We celebrate it every year on the first Monday in September — barbecues, last-minute vacations, and a farewell to summer are common themes among Americans celebrating Labor Day.
At Adtaxi, we believe people matter just as much as technology. We even made that part of our mission statement. That's why we want to honor the people behind this national holiday and the blood, sweat, and tears they poured into their work so we could all enjoy what we have today. It's more than just an excuse for a weekend getaway or a blowout barbecue. Check out these five fascinating facts about Labor Day's little-known backstory.

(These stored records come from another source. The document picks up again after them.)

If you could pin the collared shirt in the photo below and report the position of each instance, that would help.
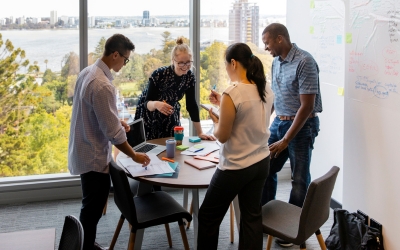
(94, 122)
(297, 74)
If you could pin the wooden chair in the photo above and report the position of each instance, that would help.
(145, 211)
(294, 224)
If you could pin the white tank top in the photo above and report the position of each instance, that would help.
(248, 143)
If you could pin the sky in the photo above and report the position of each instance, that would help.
(42, 8)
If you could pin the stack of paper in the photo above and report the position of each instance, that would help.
(156, 166)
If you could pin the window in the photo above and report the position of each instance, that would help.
(223, 23)
(35, 99)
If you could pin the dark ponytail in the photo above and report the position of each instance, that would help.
(241, 52)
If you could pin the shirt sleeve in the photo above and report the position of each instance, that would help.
(191, 105)
(152, 92)
(308, 76)
(104, 106)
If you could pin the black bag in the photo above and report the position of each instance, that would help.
(349, 232)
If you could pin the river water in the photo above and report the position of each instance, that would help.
(53, 45)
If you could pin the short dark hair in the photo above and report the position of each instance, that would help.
(118, 42)
(242, 53)
(276, 29)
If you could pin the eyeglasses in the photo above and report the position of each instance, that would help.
(182, 64)
(126, 59)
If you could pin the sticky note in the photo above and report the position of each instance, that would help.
(339, 39)
(194, 139)
(349, 38)
(341, 91)
(182, 147)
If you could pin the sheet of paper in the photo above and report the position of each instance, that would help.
(208, 148)
(156, 166)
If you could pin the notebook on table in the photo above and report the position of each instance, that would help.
(136, 138)
(200, 164)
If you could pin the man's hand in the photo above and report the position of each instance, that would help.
(141, 158)
(277, 147)
(215, 98)
(207, 137)
(164, 108)
(126, 126)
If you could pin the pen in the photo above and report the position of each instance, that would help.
(167, 159)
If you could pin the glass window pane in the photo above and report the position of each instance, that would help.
(152, 26)
(36, 96)
(223, 23)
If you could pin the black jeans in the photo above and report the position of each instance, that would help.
(247, 183)
(95, 189)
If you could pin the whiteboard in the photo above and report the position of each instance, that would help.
(373, 47)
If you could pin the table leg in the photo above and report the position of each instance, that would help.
(237, 212)
(185, 202)
(143, 188)
(195, 201)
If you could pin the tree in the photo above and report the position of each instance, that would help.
(17, 91)
(71, 66)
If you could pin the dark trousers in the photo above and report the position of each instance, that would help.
(95, 189)
(299, 152)
(225, 185)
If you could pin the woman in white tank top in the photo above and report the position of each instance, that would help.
(242, 127)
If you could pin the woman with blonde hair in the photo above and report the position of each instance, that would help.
(159, 103)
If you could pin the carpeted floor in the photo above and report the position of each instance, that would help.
(18, 217)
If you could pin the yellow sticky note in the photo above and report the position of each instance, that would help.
(341, 91)
(349, 38)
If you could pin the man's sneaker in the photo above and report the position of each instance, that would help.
(283, 243)
(97, 246)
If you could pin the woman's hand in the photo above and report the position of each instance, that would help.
(126, 126)
(141, 158)
(164, 108)
(215, 98)
(213, 117)
(206, 137)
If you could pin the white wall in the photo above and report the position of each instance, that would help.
(328, 147)
(360, 132)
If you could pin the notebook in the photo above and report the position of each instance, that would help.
(200, 164)
(137, 139)
(208, 106)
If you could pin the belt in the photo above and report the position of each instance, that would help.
(291, 118)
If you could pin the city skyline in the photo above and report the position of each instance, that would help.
(28, 8)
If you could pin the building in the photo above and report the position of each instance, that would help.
(146, 18)
(53, 17)
(243, 22)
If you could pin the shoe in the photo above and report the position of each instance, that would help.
(97, 246)
(283, 243)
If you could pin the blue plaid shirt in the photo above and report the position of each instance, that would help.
(94, 123)
(296, 75)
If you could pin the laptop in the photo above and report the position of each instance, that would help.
(137, 139)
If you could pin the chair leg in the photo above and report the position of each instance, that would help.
(105, 208)
(168, 235)
(117, 230)
(131, 244)
(269, 242)
(232, 221)
(320, 240)
(190, 212)
(184, 238)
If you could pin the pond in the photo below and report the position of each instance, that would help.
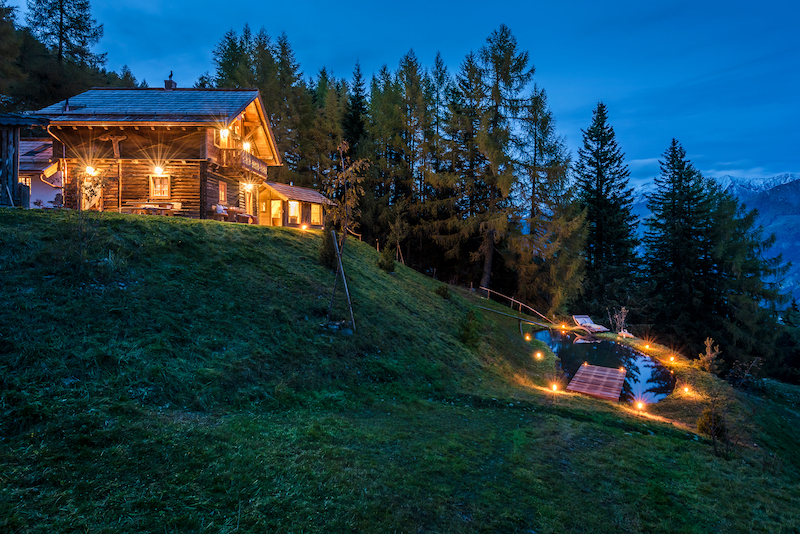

The Labor Movement Started Way Before Labor Day
During the earliest days in America, workers suffered in terrible conditions. There was no minimum wage law. Workers were lucky to make enough to put food on the table. Long hours and dangerous, dirty conditions were the norm. Kids as young as five years old would work in factories and mines to help feed their families. The labor movement really kicked off with a strike that took place in 1768 in protest of wage reductions to New York journeymen tailors.
Labor Day (Probably) Didn't Start in the U.S.
Like anything else, there's disagreement about who came up with the idea of Labor Day. But one thing's certain: Canada beat the U.S. by about a decade. The first Canadian Labor Day was held in Toronto in 1872 as a demonstration demanding workers' rights. The idea quickly became popular, and the first Labor Day demonstration in the United States was in 1882.
The First Labor Day Was a Parade (and a Protest)
The idea to create a movement to honor workers started gaining popularity in the early 1880s and the first Labor Day in the U.S. was planned by the Central Labor Union and held in New York City on September 5, 1882. Roughly 10,000 workers chose to take unpaid leave to participate in a parade from City Hall to Wendel's Elm Park at West 92nd Street and what is now Columbus Ave. The event culminated in a concert and speeches in the park, all part of the workers' protest demanding the end of backbreaking 12-hour days, seven-day work weeks, and a lack of basic rights and protections.
Oregon Was the First State to Make it a Holiday
What we now know as a holiday wasn't always a holiday. That first labor protest parade inspired other regions to start holding their own parades. Oregon was the first state to declare "Labor Day" a holiday in 1887. Congress passed an act making it a legal holiday in every state and the District of Columbia on June 28, 1894. That's also when it was established as the first Monday in September every year.
It's a Real Celebration
What started as a movement to improve conditions and celebrate American working people evolved into more than just a parade. We still celebrate the achievements and contributions of everyone in the U.S workforce, but Labor Day also marks the unofficial end of summer. That's also where the fashion rule "no white after Labor Day" started. The rich population in the Victorian era would return from their summer vacations and store their white summer clothing for the next year in preparation for returning to work and school.
Labor Day is among the biggest shopping days of the year. It's a big day for businesses of all kinds, but it also has some fascinating history behind it. Whether you celebrate with a big backyard bash, heading out of town or going to a parade, send off summer in style.